Collagen microcontact prints enable multiplexed assays in organotypic brain slice:

Professor Christian Humpel and his team at the Medical University of Innsbruck, Austria have developed a practical, imaging‑friendly platform that brings precise spatial control to living brain slices. Working with 150‑micrometer organotypic mouse slices cultured at the membrane interface, they preserve native three‑dimensional circuitry while applying localized biochemical cues. This approach lets the group study neuronal outgrowth, microglial activation, and vascular behavior in a single manipulable ex vivo system, and it reduces animal use by enabling multiple experimental conditions from the same brain.

Their workflow combines microcontact printing with a collagen‑based hydrogel to create narrow lanes or defined dot patterns of proteins on semipermeable membranes. PDMS stamps cast from silicon wafer masters (made by GeSiM) transfer collagen loaded with a single molecule of interest—such as NGF, GDNF, MCP‑1, polyornithine, or human plasma—onto the membrane surface, and the slices are placed directly on those prints. Over days to weeks, cholinergic or dopaminergic axons extend along NGF‑ or GDNF‑printed lanes, microglia migrate toward MCP‑1 or plasma‑derived cues, and endothelial elements reorganize or extend along collagen‑based prints, all while the tissue remains accessible to inverted fluorescence and live imaging. The collagen matrix provides both a physical guide and a gradual release mechanism, making the method adaptable to guidance, migration, and localized exposure experiments.

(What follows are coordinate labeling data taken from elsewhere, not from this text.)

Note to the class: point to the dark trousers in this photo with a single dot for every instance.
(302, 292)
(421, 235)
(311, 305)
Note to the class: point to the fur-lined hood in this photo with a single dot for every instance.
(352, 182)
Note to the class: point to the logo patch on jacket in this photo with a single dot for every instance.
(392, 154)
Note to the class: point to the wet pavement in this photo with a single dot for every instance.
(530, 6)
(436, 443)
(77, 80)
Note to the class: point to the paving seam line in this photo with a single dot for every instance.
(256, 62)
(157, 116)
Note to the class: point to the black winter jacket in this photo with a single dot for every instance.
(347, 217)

Across several papers from the group, these patterned interfaces have produced reproducible, biologically meaningful outcomes. Cholinergic and dopaminergic fibers grow into aligned bundles along their respective trophic factor prints, and newly formed nerve fibers can be monitored with live‑cell dyes or calcium indicators on compatible “ring‑insert” systems [1, 6]. Microglia migrate along MCP‑1‑loaded prints or respond differentially to human plasma from Alzheimer’s patients [4, 5], and endothelial cells labeled with laminin or lectin can be tracked over weeks as they reorganize or respond to growth factors such as FGF‑2 [2, 3]. The team has also used the platform to explore translational questions, linking tissue‑level responses to candidate plasma biomarkers [3, 5] and framing the system as a step toward a brain‑on‑a‑chip that integrates neuronal, immune, and vascular readouts [4].

Our technology provides several key elements of this work: the high-resolution master molds and PDMS stamp fabrication, the imaging compatible membranes and inserts, and the reproducible pattern transfer that allow tens of micrometer in size to guide cellular behavior reliably. There are practical constraints to note: collagen prints degrade over weeks, very fine features require careful fabrication, and most studies use postnatal tissue that is more plastic than adult brain. Even so, Humpel’s lab has shown that microcontact printing applied to organotypic slices provides a compact, reproducible platform for mechanistic experiments, live functional readouts and translational studies.

Looking ahead, the combination of patterned collagen prints and organotypic slices offers clear potential to accelerate discovery and reduce reliance on whole‑animal studies. By enabling spatially resolved perturbations and longitudinal imaging in intact tissue, the platform can help bridge mechanistic neuroscience and biomarker research, and it provides a practical foundation for brain‑on‑a‑chip systems that integrate neuronal, immune, and vascular dynamics.

Steiner & Humpel, J. Neurosci. Methods, 2023, Fig. 1. Generation and characterization of polydimethylsiloxane (PDMS) stamps.

This article is based on publications from Professor Christian Humpel’s group:

1. Microcontact Printing of Cholinergic Neurons in Organotypic Brain Slices. Frontiers in Neurology (2021). DOI: 10.3389/fneur.2021.775621.
2. Long‑term live‑cell imaging of GFAP+ astroglia and laminin+ vessels in organotypic mouse brain slices using microcontact printing. Frontiers in Cellular Neuroscience (2025). DOI: 10.3389/fncel.2025.1540150.
3. Novel Plasma Biomarkers for Alzheimer’s Disease: Insights from Organotypic Brain Slice and Microcontact Printing Techniques. Frontiers in Bioscience‑Landmark (FBL) (2025). DOI: 10.31083/FBL36257.
4. Long‑term organotypic brain slices cultured on collagen‑based microcontact prints: A perspective for a brain‑on‑a‑chip. Journal of Neuroscience Methods 399 (2023) 109979. DOI: 10.1016/j.jneumeth.2023.109979.
5. From Organotypic Mouse Brain Slices to Human Alzheimer Plasma Biomarkers: A Focus on Microglia. Biomolecules 14(9):1109 (2024). DOI: 10.3390/biom14091109.
6. Organotypic mouse brain slices: low-cost “ring-inserts” to study cholinergic and dopaminergic neurons with live cell imaging with an emphasis on calcium imaging.  Biofunctional Materials 2025(2):0011. DOI: 10.55092/bm20250011.